Single Variable Linear Regression
Linear Model and Residual Assumption
Single variable linear regression models a response variable $y$ as a linear function of a regressor variable $x$ plus a random component.
\[y=\beta_0+\beta_1 x+\epsilon\]For each observation of the variables $i$:
\[y_i=\beta_0+\beta_1 x_i+\epsilon_i\]The essential assumption in linear regression is that the random component draws from a distribution that is identical for all observations $i$. This distribution is Normal with mean $0$ and some true variance $\sigma^2$.
Assumption: $\epsilon_i \sim N(0, \sigma^2) \, \forall i$
Since $\mathbb{E}[\epsilon_i]=0$ the prediction $\hat{y}$ from the linear model is:
\[\hat{y}_i = \mathbb{E}[y | x=x_i]=\beta_0+\beta_1 x_i\]The difference between the true $y$ value and predicted $y$ value is the residual $e_i=y_i-\hat{y}_i$.
Under the assumption, each residual $e_i$ samples from idependent and identically distributed Normal random variables. The residuals should not only have mean zero, but also have the same variance over all $x,y$.
This assumption can be visually verified by a residual plot. If the residuals do not appear to have constant variance, then the underlying model of the data is unlikely to be linear. However, a linear model could still be a useful approximation for data within a certain range of values.
For example, the left plot shows residuals from a dataset that likely follows a true linear model. The right plot shows residuals that change over different $y$ values so the underlying data distribution is unlikely to be linear. However, in the middle of the $y$ range, the linear model is fairly accurate.
Least Squares Estimation
Linear regression is the method of estimating $\beta_0, \beta_1$ in a linear model from a known dataset. Linear regression is uses ordinary least squares estimation (abbreviated LS, OLS, LSE), meaning that its objective is to minimize the sum of squared residuals.

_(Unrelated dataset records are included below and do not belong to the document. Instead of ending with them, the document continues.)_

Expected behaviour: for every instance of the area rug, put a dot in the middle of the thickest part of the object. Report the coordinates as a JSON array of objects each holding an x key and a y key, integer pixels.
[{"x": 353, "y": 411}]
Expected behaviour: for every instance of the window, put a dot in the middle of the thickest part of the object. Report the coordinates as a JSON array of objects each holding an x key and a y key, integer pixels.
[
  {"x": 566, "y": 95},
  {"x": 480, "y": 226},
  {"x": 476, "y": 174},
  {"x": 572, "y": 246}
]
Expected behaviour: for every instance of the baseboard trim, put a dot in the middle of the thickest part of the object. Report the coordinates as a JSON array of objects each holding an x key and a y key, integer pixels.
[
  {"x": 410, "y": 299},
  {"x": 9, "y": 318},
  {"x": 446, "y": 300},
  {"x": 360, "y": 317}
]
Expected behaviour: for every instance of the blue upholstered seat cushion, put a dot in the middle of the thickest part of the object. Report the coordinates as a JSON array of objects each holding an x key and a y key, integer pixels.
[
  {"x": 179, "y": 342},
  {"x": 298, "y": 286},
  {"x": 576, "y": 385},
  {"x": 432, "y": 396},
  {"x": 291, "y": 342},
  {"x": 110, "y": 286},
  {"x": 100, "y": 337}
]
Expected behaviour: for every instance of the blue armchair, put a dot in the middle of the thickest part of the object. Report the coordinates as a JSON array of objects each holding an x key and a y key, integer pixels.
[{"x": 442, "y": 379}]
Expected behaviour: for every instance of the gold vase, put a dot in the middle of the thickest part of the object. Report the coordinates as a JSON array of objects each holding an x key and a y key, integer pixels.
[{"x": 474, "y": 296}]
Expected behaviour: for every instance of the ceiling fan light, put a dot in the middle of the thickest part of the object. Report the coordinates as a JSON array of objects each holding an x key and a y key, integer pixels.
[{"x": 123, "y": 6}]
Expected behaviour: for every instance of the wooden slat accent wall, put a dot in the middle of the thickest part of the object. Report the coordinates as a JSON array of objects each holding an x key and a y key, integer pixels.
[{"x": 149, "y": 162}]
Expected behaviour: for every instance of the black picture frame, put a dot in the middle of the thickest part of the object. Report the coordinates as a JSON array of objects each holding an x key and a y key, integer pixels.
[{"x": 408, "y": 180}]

\[\hat{\beta}_0, \hat{\beta}_1 = \underset{\beta_0, \beta_1}{\operatorname{argmin}} L(\beta_0, \beta_1)\] \[L(\beta_0, \beta_1) = SSE = \sum_{i=1}^n\left(y_i-\hat{y}_i\right)^2=\sum_{i=1}^n\left(y_i-\beta_0-\beta_1 x_i\right)^2\]The objective is called a loss function since it represents error. The loss function for linear regression, sum of squared error, is a convex function with respect to $\beta_0, \beta_1$ so the single global minimum can be found by taking the first derivative and setting it equal to zero.
\(\frac{\partial L}{\partial \beta_0}=-2 \sum_{i=1}^n\left(y_i-\beta_0-\beta_1 x_i\right)\) \(\frac{\partial L}{\partial \beta_1}=-2 \sum_{i=1}^n\left(y_i-\beta_0-\beta_1 x_i\right) x_i\)
\[\left\{\begin{array}{l} -2 \sum_{i=1}^n\left(y_i-\hat{\beta}_0-\hat{\beta}_1 x_i\right)=0 \\ -2 \sum_{i=1}^n\left(y_i-\hat{\beta}_0-\hat{\beta}_1 x_i\right) x_i=0 \end{array}\right.\]The first equation can easily be rearranged to isolate \(\hat{\beta}_0\) by distributing the summation.
\[-2 (\sum_{i=1}^ny_i- n \hat{\beta}_0-\hat{\beta}_1 \sum_{i=1}^n x_i)=0\] \[\hat{\beta}_0 = \frac{1}{n} \sum_{i=1}^ny_i -\hat{\beta}_1 \frac{1}{n} \sum_{i=1}^n x_i\]The algebra to substitute this into the second equation is a little long so let’s skip to the solution for \(\hat{\beta}_1\) and express it using shorthand notation. Let $\bar{x}=\frac{1}{n} \sum_{i=1}^n x_i$ be the sample mean of $x$ in the known dataset and $\bar{y}=\frac{1}{n} \sum_{i=1}^n y_i$ be the sample mean of $y$. Now let’s define the “sum of squares” or “sum of deviations” xx, xy, and yy.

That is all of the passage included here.